| When did you use Haskell? The dependency hell situation has vastly improved (and there are plans to make it much better still). I agree that a downside of Haskell's very high level nature is difficulty to predict some runtime characteristics. This is just an instance of the general trade-off between low-level and high-level languages. Everyone is already comfortable with the loss of easily predictable performance incurred by GC, but people are still not comfortable with the same w.r.t laziness. I use Haskell for real world projects, and I find it more practical and more suitable than any other language I've ever used. Laziness rarely bites me, and has incredible real-world benefits such as easy refactoring and simpler code. I think the silliness about PhD's is very very silly.
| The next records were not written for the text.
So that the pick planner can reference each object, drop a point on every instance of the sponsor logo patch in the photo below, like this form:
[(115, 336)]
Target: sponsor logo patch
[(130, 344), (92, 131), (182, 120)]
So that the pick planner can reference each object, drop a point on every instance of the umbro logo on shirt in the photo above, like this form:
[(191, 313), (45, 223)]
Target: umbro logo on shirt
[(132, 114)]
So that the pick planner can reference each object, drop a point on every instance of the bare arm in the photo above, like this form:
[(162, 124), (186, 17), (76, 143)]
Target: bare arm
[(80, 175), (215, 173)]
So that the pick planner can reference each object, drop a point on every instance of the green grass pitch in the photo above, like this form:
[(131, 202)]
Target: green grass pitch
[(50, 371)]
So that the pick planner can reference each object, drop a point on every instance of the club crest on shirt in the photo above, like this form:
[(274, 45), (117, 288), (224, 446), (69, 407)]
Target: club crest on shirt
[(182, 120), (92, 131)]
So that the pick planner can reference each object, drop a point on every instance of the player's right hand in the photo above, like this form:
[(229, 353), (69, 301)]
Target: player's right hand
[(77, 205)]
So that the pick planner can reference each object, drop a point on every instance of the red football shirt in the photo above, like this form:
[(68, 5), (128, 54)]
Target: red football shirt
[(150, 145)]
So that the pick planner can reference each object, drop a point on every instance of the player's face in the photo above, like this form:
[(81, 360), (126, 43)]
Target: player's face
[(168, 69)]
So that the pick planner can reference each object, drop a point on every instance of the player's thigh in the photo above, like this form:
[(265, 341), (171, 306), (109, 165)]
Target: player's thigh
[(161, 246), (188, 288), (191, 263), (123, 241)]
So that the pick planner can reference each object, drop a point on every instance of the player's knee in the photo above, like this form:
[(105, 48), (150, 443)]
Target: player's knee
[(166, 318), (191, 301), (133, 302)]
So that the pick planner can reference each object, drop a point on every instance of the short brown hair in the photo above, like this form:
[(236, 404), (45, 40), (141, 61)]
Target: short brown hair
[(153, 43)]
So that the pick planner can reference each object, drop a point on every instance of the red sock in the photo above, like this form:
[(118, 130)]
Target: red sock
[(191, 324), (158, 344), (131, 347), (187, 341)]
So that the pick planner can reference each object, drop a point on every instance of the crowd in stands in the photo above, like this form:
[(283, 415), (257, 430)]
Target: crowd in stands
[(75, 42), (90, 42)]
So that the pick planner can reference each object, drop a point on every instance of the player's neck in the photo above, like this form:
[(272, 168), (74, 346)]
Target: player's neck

Of the Haskell programmers I know, the majority don't have a first degree... About profiling -- I have never profiled a Scala/Java application, but how much easier is it compared with: "cabal configure --enable-executable-profiling", and then running the program with "+RTS -p"? It may not be point-and-click, but it really is not hard at all. |
Roughly two years ago.
>I think the silliness about PhD's is very very silly.
Of course it is. I just wanted to make a point that the "average programmer" has probably never seen a single line of ML-syntax before.
>About profiling -- I have never profiled a Scala/Java application, but how much easier is it compared with: "cabal configure --enable executable-profiling", and then running the program with "+RTS -p"? It may not be point-and-click, but it really is not hard at all.
I don't remember exactly what we tried, what worked and what didn't; we had no experts on the team, and just came to the conclusion that hooking up jconsole/yourkit/<insert jvm profiler here> to a running jvm process and see what's happening in real time on an app server was so much more comfortable.